Lots of concurrency

Ken Kahn kenkahn at toontalk.com
Thu Oct 25 21:30:50 UTC 2001


Mark Guzdial  wrote:

> >And I think it is just an illusion
> >that this parallelism is only at a low level (e.g. neurons). Read
Minsky's
> >Society Theory of Mind ( http://www.media.mit.edu/people/minsky/ ) for
> >example.
>
> But also consider Herb Simon's arguments in opposition -- and Simon
> has a lot more empirical evidence in his favor.  I don't have an
> opinion on which is right yet, but I don't think that this is a
> settled point.
>

I'll agree it isn't settled. At the level of thoughts that I have
self-awareness of, they seem pretty sequential but that is just the "tip of
the iceberg".

>
> I really love Mitchel's MultiLogo work, but part of what I love about
> it is his honesty in how *confusing* students found all the
> concurrency.
>
Yes. I too find sequential languages with a few concurrency constructs
confusing. I want languages designed from the bottom up to be concurrent.

>
> I don't find the "year of Logo programming" argument convincing.
> There are too many studies (most prominently the Pea and Kurland
> work, but even Idit Harel's and Yasmin Kafai's versions of ISDP) that
> shows that not much gets learned in a year of programming.  That deep
> mindsets about the universe get changed in a single year is a
> stretch.  (For example, Idit's and Yasmin's studies have taken more
> than a full year.)
>

Mitch writes "Several researchers (Pea et al. (1987), Bonar and Soloway
(1985)) note that novice programmers (using traditional sequential
languages) often assume parallelism where none exists." I have noticed this
as well - especially in the context of object-oriented programming. Novices
assume that each object is active and working independent of the others.
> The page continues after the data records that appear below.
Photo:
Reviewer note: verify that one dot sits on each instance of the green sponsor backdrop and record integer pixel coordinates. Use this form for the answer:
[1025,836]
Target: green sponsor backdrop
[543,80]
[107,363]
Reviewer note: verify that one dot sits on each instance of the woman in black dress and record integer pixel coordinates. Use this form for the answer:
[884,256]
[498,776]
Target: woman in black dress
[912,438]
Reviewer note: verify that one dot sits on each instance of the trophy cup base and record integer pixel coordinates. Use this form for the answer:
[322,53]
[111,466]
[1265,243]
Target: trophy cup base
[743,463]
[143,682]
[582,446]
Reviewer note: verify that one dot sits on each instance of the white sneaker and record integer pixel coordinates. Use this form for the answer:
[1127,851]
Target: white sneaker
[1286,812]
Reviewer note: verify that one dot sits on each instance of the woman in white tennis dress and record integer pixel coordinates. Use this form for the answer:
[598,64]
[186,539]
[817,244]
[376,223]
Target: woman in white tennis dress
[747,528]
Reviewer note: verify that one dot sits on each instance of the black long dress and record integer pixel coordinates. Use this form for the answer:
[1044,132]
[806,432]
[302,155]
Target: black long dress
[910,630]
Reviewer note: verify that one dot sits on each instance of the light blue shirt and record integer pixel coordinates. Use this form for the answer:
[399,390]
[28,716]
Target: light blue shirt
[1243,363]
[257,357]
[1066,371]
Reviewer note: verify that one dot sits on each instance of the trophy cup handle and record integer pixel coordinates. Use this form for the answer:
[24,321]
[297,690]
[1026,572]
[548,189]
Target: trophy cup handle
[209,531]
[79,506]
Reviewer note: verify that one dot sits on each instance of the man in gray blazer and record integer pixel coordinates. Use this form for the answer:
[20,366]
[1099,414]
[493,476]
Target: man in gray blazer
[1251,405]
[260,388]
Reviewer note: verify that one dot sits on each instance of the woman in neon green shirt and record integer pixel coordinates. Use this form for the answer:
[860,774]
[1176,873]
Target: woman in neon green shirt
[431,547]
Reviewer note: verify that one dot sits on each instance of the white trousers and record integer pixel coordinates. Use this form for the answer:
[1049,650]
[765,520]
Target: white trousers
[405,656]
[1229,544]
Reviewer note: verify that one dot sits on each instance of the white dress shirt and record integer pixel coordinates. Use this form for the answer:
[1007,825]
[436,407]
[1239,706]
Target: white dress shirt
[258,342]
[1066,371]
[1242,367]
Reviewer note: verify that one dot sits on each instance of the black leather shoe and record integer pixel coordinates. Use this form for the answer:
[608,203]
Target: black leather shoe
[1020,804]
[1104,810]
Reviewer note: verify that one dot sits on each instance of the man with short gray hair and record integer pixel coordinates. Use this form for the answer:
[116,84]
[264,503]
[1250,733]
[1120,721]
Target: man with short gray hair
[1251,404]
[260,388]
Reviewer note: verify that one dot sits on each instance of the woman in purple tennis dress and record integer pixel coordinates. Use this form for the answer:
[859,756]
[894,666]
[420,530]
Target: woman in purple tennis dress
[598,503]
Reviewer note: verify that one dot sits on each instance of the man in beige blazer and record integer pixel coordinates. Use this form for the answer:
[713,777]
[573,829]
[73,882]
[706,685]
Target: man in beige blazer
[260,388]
Regarding whether a year is enough I think it rarely is. But as Mitch
writes, "the students were part of a special computer-intensive environment,
in which students worked at the computer for roughly an hour each day". And
they probably were taught by MIT grad students. Most studies are of students
taught by "ordinary" teachers in classes that meet less frequently.

> The other examples (sports teams, traffic, etc.) seem more an
> argument that students hold a centralized, sequential model of the
> universe -- consider Mitchel's work with StarLogo and how hesitant
> the students were to release the centralized models.
>

Yes, students hold centralized models (unfortunately). But I'm don't think
they are sequential. They may all think that the bird in front is leading
the flock but all the birds are flying at the same time. The centralized
mindset interferes with seeing emergent phenomenon where there is no leader.

> It should be noted that Mitchel's StarLogo work is a dissertation
> about MENTAL MODELS OF CONTROL, *NOT* programming.  I asked Mitchel
> once about the interface that students used to StarLogo, and he told
> me that he was it.  None of his subjects actually wrote any of those
> programs!  Rather, they told Mitchel about their ideas, and he coded
> them -- explaining what he was doing -- and then worked with the kids
> to understand the results.  It's important to note that the kids
> didn't write the code.  They might have been able to, but that hasn't
> been tested  As far as I know, there have been no empirical studies
> of kids programming in StarLogo -- we don't know if it would work for
> the average kid.  So, we can't use StarLogo as an example of a
> concurrent programming language that works for kids.
>

We probably can assume that a fair number of high school students can
program StarLogo. A Google search 'starlogo "high school"' yields almost 400
hits; 'starlogo school' yields almost 1500. StarLogo once only ran on a
million dollar Connection Machine so student access was probably limited.

There are lots of wonderful StarLogo sample projects (and NetLogo too) but I
don't like the SIMD flavor of the system. I would rather have the
flexibility of having lots of autonomous communicating activities.